Published: 01 Jan 2024, Last Modified: 06 Feb 2025INFOCOM 2024EveryoneRevisionsBibTeXCC BY-SA 4.0
Abstract: Mobile crowdsensing (MCS) is a paradigm for data collection with the limitation of budgets and worker availability. The central strategy of MCS is recruiting workers to sense a part of data and subsequently infer the unsensed data. To infer unsensed data, prior research has proposed several algorithms that do not require historical data, but their inference accuracy is very limited. More effective works are training a model with sufficient historical data. However, such methods can’t infer data with few to none historical data. A more promising strategy is training models from other similar datasets that have been sensed.

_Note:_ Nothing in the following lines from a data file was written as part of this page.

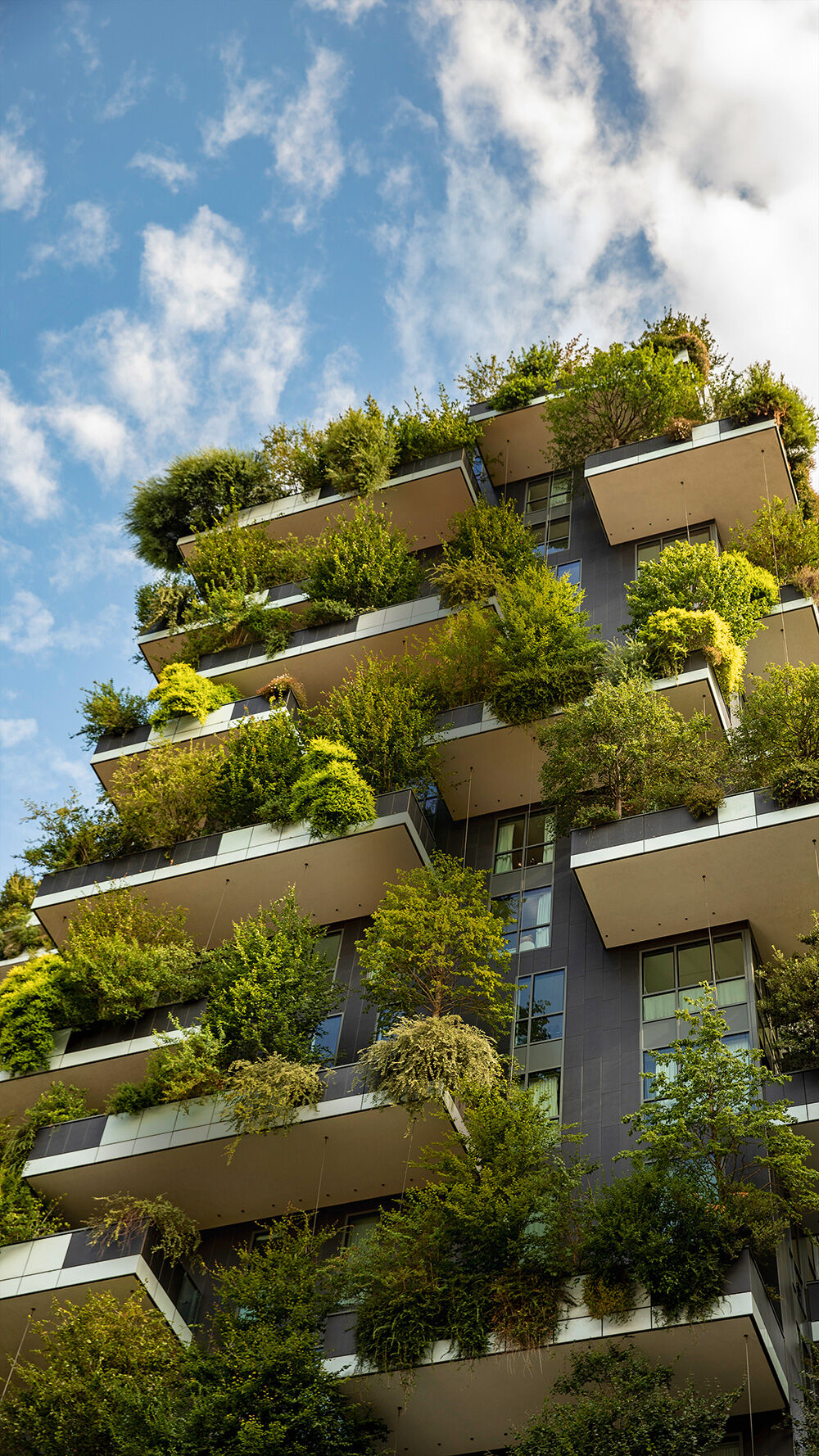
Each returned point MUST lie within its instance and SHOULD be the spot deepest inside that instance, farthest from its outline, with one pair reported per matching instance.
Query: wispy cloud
(86, 242)
(165, 166)
(22, 170)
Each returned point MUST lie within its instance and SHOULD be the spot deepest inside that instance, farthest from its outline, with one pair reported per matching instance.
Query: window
(523, 842)
(531, 913)
(672, 974)
(650, 550)
(540, 1008)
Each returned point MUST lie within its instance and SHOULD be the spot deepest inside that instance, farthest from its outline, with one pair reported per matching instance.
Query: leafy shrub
(545, 655)
(699, 578)
(363, 563)
(181, 692)
(124, 1216)
(166, 795)
(385, 712)
(790, 1002)
(622, 752)
(423, 1056)
(330, 794)
(617, 396)
(106, 709)
(436, 947)
(194, 491)
(777, 739)
(428, 430)
(261, 762)
(671, 635)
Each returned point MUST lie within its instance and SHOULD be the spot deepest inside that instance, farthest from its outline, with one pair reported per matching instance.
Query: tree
(699, 578)
(622, 752)
(621, 1404)
(777, 739)
(790, 1002)
(385, 712)
(708, 1115)
(194, 491)
(617, 396)
(260, 1386)
(436, 947)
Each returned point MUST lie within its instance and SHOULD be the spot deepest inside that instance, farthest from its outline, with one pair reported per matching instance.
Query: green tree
(699, 578)
(544, 653)
(385, 712)
(790, 1002)
(617, 396)
(436, 947)
(194, 491)
(260, 1386)
(270, 986)
(617, 1401)
(363, 563)
(110, 1382)
(708, 1117)
(622, 752)
(777, 739)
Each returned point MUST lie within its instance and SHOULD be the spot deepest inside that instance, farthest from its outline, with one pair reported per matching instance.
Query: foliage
(759, 395)
(627, 752)
(423, 1056)
(166, 795)
(106, 1381)
(270, 986)
(123, 1216)
(708, 1115)
(16, 931)
(779, 733)
(258, 1385)
(385, 712)
(428, 430)
(194, 491)
(544, 654)
(260, 765)
(671, 635)
(330, 793)
(659, 1232)
(617, 396)
(73, 834)
(488, 545)
(436, 947)
(459, 660)
(621, 1404)
(780, 540)
(179, 690)
(106, 709)
(363, 563)
(699, 578)
(482, 1248)
(790, 1002)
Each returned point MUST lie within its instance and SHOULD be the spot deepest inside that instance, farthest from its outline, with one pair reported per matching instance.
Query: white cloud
(16, 730)
(88, 241)
(22, 170)
(248, 108)
(308, 147)
(165, 168)
(25, 463)
(349, 11)
(129, 92)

However, such datasets are different in terms of sensing locations, numbers of sensed data and data types. Such variance introduces the complex issue of integrating knowledge from these datasets and then training inference models. To solve these, we propose a meta-knowledge based multiple data inference framework named META-MCS. In META-MCS, we propose a similarity evaluation model TMFS. Following this, we cluster similar datasets and train generalized models for each cluster. Finally, META-MCS selects an appropriate model to infer unsensed data. We validate our proposed methods through extensive experiments using ten different datasets, which substantiate the effectiveness of our framework.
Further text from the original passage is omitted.